The workflow up to this point has just been a python class:
uv run malvecdb.py -qf queries.json query -q packed_dynamic_injection
This will then run the Mongo query, generate the madlib's, and return the similarities. The next step was to take this class and pipe it into Streamlit so I visually see the similarities with networkx. Let's walk through the app.
Note: I didn't write a single line of code for this. Cursor did it with one prompt
The landing page allows for the queries to the picked with a configurable sidenav. Once "Execute Query" is hit, this will fire off the Mongo query.
When it returns, we get the results and metadata in a nice table.

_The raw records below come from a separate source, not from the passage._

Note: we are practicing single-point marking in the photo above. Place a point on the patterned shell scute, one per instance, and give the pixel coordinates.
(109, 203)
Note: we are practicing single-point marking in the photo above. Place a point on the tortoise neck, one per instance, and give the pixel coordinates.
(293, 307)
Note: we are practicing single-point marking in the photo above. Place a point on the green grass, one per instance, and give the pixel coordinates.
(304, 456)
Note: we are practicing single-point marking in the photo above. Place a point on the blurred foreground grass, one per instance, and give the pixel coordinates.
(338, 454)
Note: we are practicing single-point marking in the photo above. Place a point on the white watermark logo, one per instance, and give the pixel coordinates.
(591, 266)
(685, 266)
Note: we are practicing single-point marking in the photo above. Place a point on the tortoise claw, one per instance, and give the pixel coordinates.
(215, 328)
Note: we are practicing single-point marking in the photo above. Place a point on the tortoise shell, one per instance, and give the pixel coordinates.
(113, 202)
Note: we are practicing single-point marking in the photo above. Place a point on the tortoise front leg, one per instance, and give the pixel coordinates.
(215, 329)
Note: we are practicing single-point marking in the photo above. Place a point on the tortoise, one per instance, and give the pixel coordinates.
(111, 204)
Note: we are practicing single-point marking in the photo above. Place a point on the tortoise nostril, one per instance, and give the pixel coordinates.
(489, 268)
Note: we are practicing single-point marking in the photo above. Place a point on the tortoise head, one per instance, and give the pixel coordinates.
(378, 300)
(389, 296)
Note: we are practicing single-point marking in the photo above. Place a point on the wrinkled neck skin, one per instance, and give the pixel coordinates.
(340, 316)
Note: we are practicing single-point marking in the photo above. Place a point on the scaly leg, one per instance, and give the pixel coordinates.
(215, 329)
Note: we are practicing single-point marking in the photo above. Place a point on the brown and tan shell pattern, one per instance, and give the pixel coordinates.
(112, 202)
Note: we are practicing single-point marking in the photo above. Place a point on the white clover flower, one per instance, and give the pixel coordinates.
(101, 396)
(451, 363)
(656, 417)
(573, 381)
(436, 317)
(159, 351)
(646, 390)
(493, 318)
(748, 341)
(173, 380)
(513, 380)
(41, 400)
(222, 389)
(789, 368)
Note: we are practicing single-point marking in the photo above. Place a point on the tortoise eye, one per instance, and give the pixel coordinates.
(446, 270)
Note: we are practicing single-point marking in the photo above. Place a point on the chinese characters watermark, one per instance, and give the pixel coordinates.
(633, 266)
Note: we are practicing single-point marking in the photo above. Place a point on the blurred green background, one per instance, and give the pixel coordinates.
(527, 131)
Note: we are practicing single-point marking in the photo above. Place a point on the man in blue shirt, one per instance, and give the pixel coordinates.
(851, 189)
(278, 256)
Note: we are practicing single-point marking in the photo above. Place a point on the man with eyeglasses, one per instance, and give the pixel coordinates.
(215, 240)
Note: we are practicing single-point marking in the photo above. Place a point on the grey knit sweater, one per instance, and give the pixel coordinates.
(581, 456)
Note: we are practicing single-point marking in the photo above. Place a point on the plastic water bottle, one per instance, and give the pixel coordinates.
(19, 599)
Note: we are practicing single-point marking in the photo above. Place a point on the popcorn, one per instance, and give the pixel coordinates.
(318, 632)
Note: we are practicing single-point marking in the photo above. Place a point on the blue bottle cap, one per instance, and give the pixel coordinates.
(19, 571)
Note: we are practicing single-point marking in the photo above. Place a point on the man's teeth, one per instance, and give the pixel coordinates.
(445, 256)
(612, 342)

But the main event is the breathing networkx diagram. This allows for the groups to emerge which is fascinating. Clicking on a particular node will copy the hash so it can go and be looked up.
Overall, this completes my initial goal. I have some future ideas where each cluster can be subject to more interrogation, but thats not in the scope of this blog. I also plan to release the code, but I want to do some more work on it and potentially do a follow up blog.
Conclusion
This started as curiosity about a single line in an Akamai blog and ended with something that feels genuinely useful: a way to move fluidly between exact facts and approximate intent when working with large malware corpora. MongoDB gives me a place to be precise whilst the vector layer lets me ask a very different class of question: what else behaves like this?
What surprised me most is how little "AI magic" was actually required. There's no malware-specific LLM, no fine-tuning, and no opaque scoring model. The heavy lifting comes from simple structured data and modern tooling. The final product isn't a solution to anything, but it's a fun way to do some more research.